W pojedynczej wiązce światła pojawia się Mężczyzna w garniturze i krawacie, w dobrze wyczyszczonych butach. Trzyma w dłoni notatnik. Stoi twarzą do widowni, chwilę patrzy nieruchomo i być może dla lepszego skupienia – jest lekko pochylony do przodu.
MĘŻCZYZNA: – Odmówiłem grania roli. Dlaczego? Bo uważałem, że nie ma takiej potrzeby, abym dany mi tekst „wzbogacił” wypowiedzeniem 123 razy znanego prasłowa.
Za każdym razem, kiedy poddawałem się temu wymogowi reżysera, czułem się tak, jak gdyby zabrano mi coś cennego, coś mojego. Uszy i umysł wypełniała mi wtedy maksyma Fr.
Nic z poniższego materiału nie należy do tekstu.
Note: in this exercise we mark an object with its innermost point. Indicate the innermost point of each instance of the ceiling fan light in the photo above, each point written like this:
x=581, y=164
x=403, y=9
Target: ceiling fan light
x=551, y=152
Nitzschego „Kto walczy z potworami, niechaj baczy, by sam nie stał się potworem. Gdy zaś długo spoglądasz w bezdeń, spogląda bezdeń także w ciebie”. Drażniła ta filozoficzna myśl moje poczucie intelektualnej niezależności i delikatnie nakłaniała do odwagi.
(Przechadza się po scenie, notatnik kładzie na stół).